Full Retirement Age by Birth Year
Your FRA depends on when you were born. For anyone born in 1960 or later, FRA is 67.
| Birth Year | Full Retirement Age |
|---|---|
| 1955 | 66 and 2 months |
| 1956 | 66 and 4 months |
| 1957 | 66 and 6 months |
| 1958 | 66 and 8 months |
| 1959 | 66 and 10 months |
| 1960 or later | 67 |
Break-Even Analysis: When Does Delaying Pay Off?
The break-even age is when the total cumulative benefits from delaying equal the total you would have received by claiming earlier. If you live beyond the break-even age, delaying was the better choice financially. Using the example above ($2,000 FRA benefit):
| Comparison | Break-Even Age | Cumulative Advantage at 85 | Cumulative Advantage at 90 |
|---|---|---|---|
| Claim 62 vs 67 | ~78–79 | +$38,400 for age 67 | +$74,400 for age 67 |
| Claim 67 vs 70 | ~82–83 | +$25,920 for age 70 | +$84,480 for age 70 |
| Claim 62 vs 70 | ~80–81 | +$51,600 for age 70 | +$143,520 for age 70 |
The average 62-year-old in the US today is expected to live to about 84 (men) or 87 (women). For most people in average or better health, delaying benefits is financially superior.
Beyond break-even
Break-even analysis ignores the insurance value of Social Security. A higher monthly benefit protects against longevity risk — the risk of outliving your savings. If you live to 95, the advantage of delaying to 70 is enormous. Think of delaying as buying a larger inflation-adjusted annuity.
Spousal Benefits
If you are married, you may be eligible for a spousal benefit equal to up to 50% of your spouse's PIA (FRA benefit). Key rules:
- Your spouse must have filed for their own benefit before you can claim spousal benefits.

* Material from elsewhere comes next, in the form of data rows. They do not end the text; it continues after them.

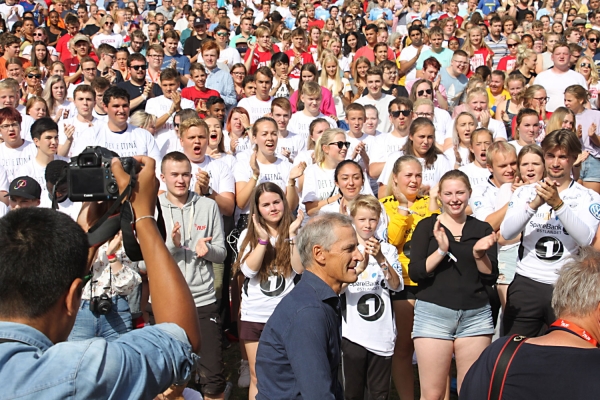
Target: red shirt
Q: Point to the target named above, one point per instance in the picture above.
(479, 58)
(316, 22)
(62, 46)
(366, 51)
(305, 58)
(191, 93)
(260, 59)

- You receive the higher of your own benefit or the spousal benefit — not both.
- Claiming before your FRA permanently reduces the spousal benefit below the 50% maximum.
- Survivor benefits are different: a surviving spouse can receive up to 100% of the deceased spouse's benefit, making the higher earner's claiming decision even more impactful.
The Earnings Test: Working While Claiming
If you claim Social Security before FRA and continue to work, the earnings test may temporarily reduce your benefits. In 2026, if you earn more than $24,480, Social Security withholds $1 for every $2 above the threshold. In the year you reach FRA, the threshold rises and the reduction drops to $1 for every $3.
It is not really a penalty
The withheld benefits are not lost forever. Once you reach FRA, the SSA recalculates your monthly benefit to credit you for the months benefits were withheld. However, the recalculation may take years to break even, and you may have missed out on better uses for that money. If you plan to keep working full-time, claiming early often does not make sense.
Taxation of Social Security Benefits
Many retirees are surprised to learn that Social Security benefits can be taxed. The IRS uses "combined income" (adjusted gross income + nontaxable interest + half of Social Security benefits) to determine how much of your benefit is taxable:
| Filing Status | Combined Income | % of Benefits Taxable |
|---|---|---|
| Single | Below $25,000 | 0% |
| Single | $25,000–$34,000 | Up to 50% |
| Single | Above $34,000 | Up to 85% |
| Married filing jointly | Below $32,000 | 0% |
| Married filing jointly | $32,000–$44,000 | Up to 50% |
| Married filing jointly | Above $44,000 | Up to 85% |
This means that large 401(k) or IRA withdrawals can push your combined income above the threshold, causing more of your Social Security to be taxed. Strategic Roth conversions before claiming can help reduce this burden.
The Bottom Line
For most healthy Americans, delaying Social Security to at least FRA — and ideally to 70 — is one of the best retirement decisions you can make. It provides a larger inflation-adjusted income stream for life, protects against longevity risk, and increases survivor benefits for your spouse. The main exceptions are those in poor health, those who need the income immediately, or those with very short life expectancies.